There were many participants who experienced very good services, which help to control and manage type 2 diabetes. These included weight loss programs, getting repeat prescriptions and appointments online, and working in close partnership, sharing results, and making decisions jointly with their GP and diabetes / practice nurse. The group interviews that took place in this research study highlighted how valuable it was for those with type 2 diabetes to talk to others who shared the same condition. They were able to offer and receive peer support by sharing information, particularly on food, giving advice and using their own experiences to help, support and reassure others.

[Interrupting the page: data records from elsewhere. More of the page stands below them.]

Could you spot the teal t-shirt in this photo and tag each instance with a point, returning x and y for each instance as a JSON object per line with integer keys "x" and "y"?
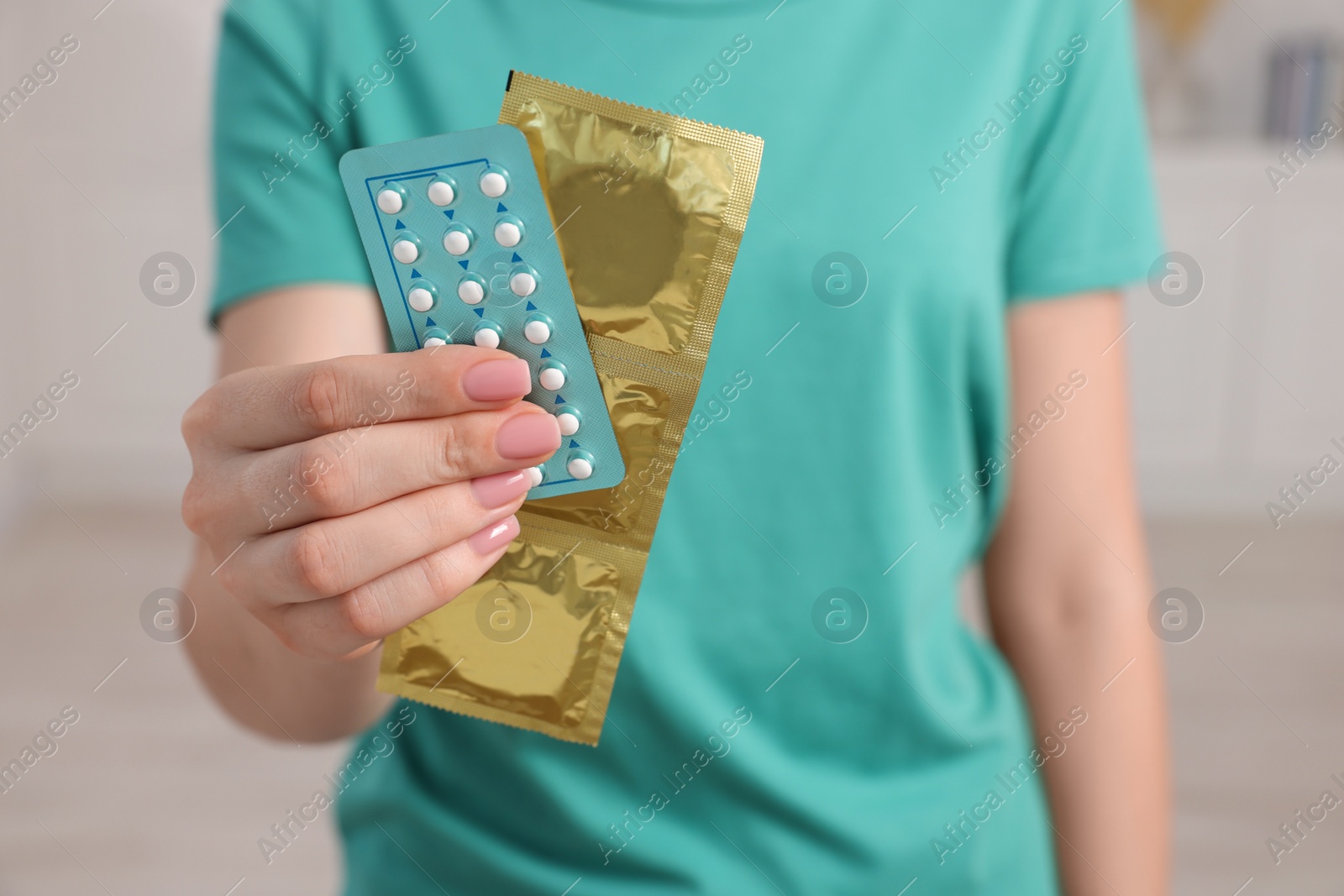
{"x": 965, "y": 156}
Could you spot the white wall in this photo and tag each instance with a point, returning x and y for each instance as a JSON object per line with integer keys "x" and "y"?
{"x": 127, "y": 123}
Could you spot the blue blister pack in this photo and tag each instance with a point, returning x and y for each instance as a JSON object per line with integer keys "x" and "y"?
{"x": 463, "y": 250}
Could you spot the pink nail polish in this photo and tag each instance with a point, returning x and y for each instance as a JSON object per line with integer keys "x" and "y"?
{"x": 495, "y": 537}
{"x": 501, "y": 488}
{"x": 497, "y": 380}
{"x": 528, "y": 436}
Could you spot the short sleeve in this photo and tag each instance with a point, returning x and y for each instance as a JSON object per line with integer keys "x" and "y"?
{"x": 1085, "y": 212}
{"x": 279, "y": 196}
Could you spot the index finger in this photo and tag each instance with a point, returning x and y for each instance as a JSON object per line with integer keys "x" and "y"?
{"x": 272, "y": 406}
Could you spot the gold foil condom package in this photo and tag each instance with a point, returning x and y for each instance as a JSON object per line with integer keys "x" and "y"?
{"x": 648, "y": 210}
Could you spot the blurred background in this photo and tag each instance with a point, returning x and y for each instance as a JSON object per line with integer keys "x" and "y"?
{"x": 154, "y": 792}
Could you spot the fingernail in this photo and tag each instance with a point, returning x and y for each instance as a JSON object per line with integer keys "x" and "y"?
{"x": 497, "y": 380}
{"x": 528, "y": 436}
{"x": 495, "y": 535}
{"x": 501, "y": 488}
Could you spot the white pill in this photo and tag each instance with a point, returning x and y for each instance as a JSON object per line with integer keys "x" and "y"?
{"x": 522, "y": 284}
{"x": 507, "y": 234}
{"x": 537, "y": 332}
{"x": 470, "y": 291}
{"x": 551, "y": 378}
{"x": 441, "y": 192}
{"x": 390, "y": 202}
{"x": 456, "y": 242}
{"x": 421, "y": 298}
{"x": 494, "y": 184}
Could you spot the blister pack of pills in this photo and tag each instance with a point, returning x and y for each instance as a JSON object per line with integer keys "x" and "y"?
{"x": 463, "y": 250}
{"x": 656, "y": 207}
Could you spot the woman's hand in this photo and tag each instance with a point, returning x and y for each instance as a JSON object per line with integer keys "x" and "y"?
{"x": 349, "y": 497}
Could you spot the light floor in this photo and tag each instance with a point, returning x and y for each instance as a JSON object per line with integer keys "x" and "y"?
{"x": 155, "y": 793}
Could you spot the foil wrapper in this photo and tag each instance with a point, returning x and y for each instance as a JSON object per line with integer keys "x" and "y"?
{"x": 648, "y": 210}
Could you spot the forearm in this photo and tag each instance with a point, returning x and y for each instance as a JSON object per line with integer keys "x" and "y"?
{"x": 264, "y": 684}
{"x": 1109, "y": 786}
{"x": 1068, "y": 589}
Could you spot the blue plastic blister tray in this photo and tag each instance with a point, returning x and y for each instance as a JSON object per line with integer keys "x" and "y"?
{"x": 463, "y": 250}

Suggestions for Service Development and Improvement

Participants highlighted a number of areas services could develop or improve. These included the need for;

·       Clear support and guidance at the point of being diagnosed with type 2 diabetes, which could involve the individual’s family.
·       Consistent and up to date information on self-care, screening checks needed, food choices, healthy weight management, medication and the services that are available to someone with type 2 diabetes.
·       Easily available support and informed advice.
·       Better access to specialist services, such as podiatry and dietetic services.
·       More regular and frequent, more than once a year, checks and monitoring.
·       Automatic feedback on blood tests and a clear explanation of the results.
·       The use of technology, for example, making appointments online and the use of emails rather than letters.
·       Coordinated and joined up care; a one stop shop, especially for those who have more than one health condition.
·       A focus on people with type 2 diabetes who are aged between 30 to 40, as they tended to pay the least attention to their health.

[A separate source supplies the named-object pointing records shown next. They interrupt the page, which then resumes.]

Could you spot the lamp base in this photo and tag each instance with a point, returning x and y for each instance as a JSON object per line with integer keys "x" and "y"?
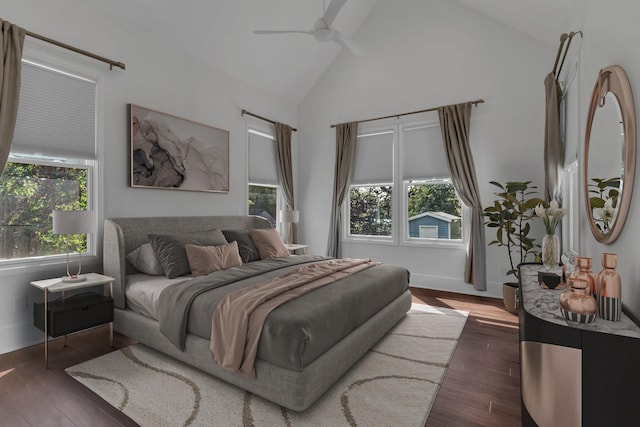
{"x": 73, "y": 279}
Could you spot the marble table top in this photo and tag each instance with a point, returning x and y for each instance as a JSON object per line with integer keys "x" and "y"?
{"x": 545, "y": 304}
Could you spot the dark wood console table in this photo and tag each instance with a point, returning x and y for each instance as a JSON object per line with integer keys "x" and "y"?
{"x": 574, "y": 374}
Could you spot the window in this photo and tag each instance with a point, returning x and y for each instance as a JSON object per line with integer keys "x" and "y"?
{"x": 371, "y": 193}
{"x": 51, "y": 165}
{"x": 411, "y": 158}
{"x": 430, "y": 198}
{"x": 264, "y": 192}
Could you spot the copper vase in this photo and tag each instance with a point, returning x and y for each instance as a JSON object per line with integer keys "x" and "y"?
{"x": 583, "y": 271}
{"x": 609, "y": 289}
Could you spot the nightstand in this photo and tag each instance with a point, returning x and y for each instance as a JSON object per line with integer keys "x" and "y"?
{"x": 294, "y": 248}
{"x": 87, "y": 311}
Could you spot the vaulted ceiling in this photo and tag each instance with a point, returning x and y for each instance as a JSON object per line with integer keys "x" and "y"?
{"x": 220, "y": 32}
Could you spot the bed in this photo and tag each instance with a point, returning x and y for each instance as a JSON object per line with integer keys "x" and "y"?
{"x": 349, "y": 316}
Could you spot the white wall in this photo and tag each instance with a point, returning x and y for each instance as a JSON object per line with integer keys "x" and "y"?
{"x": 423, "y": 54}
{"x": 156, "y": 77}
{"x": 611, "y": 34}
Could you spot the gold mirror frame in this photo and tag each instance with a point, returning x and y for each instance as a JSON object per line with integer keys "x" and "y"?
{"x": 613, "y": 80}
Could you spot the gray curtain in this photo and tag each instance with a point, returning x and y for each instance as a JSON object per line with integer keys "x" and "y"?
{"x": 346, "y": 136}
{"x": 285, "y": 174}
{"x": 454, "y": 122}
{"x": 12, "y": 41}
{"x": 553, "y": 150}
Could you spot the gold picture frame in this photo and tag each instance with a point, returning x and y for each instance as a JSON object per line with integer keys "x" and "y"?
{"x": 170, "y": 152}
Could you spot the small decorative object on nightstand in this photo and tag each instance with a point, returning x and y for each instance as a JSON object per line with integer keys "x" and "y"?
{"x": 294, "y": 248}
{"x": 95, "y": 309}
{"x": 288, "y": 217}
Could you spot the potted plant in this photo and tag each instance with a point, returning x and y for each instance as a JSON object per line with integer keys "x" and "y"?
{"x": 510, "y": 216}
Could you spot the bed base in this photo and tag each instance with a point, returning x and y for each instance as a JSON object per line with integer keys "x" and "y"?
{"x": 295, "y": 390}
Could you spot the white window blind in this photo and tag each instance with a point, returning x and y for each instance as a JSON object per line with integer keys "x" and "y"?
{"x": 423, "y": 153}
{"x": 56, "y": 114}
{"x": 374, "y": 159}
{"x": 262, "y": 159}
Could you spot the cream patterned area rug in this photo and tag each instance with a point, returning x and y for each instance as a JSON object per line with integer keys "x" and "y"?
{"x": 394, "y": 384}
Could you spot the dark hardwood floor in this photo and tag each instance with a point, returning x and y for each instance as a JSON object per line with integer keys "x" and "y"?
{"x": 481, "y": 387}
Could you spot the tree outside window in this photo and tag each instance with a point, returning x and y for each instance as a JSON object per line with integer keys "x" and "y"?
{"x": 370, "y": 210}
{"x": 29, "y": 193}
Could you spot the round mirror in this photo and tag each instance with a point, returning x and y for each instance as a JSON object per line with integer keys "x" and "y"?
{"x": 609, "y": 154}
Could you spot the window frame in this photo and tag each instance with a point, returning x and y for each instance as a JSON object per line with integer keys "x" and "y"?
{"x": 372, "y": 130}
{"x": 269, "y": 133}
{"x": 42, "y": 55}
{"x": 92, "y": 246}
{"x": 399, "y": 200}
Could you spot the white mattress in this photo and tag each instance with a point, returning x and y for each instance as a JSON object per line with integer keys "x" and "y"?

An improvement in all of these areas could help to maintain people’s overall health now and in the future. Participants identified a number of other areas which could help them maintain or improve their overall health:

·       Group / social peer support, and the choice to have this support face to face and / or online.
·       Organised exercise groups, such as a walking group, which would have both a physical and social benefit.
·       Reduce priced gym memberships.
·       Services and support for emotional and social wellbeing, for example, a mindfulness course.
·       Supported self-learning and ‘understanding yourself’ to help manage type 2 diabetes.






Conclusion
Good self-management and taking responsibility helps to control type 2 diabetes, but this can be a potential burden on the individual with this condition. A lack of coordinated health and social care can further increase this burden. With better structured and coordinated services, along with the support of the individual’s family and their communities, those with type 2 diabetes can be supported to successfully manage this condition. Those we spoke to identified new areas which could better meet their needs and which took into account their own individual lives, including their work, and how this affected their own management of type 2 diabetes
Listening to those who do did not access services, it was clear that many had complications with their health and faced challenges in their lives, such as difficulties with their mobility, managing their weight and mental wellbeing. This meant they found it difficult to access services, which resulted in a negative effect on their own health and the healthcare they received, which then lead to additional complications. This cycle was both complicated and had many sides to it, highlighting the complex nature of living with type 2 diabetes.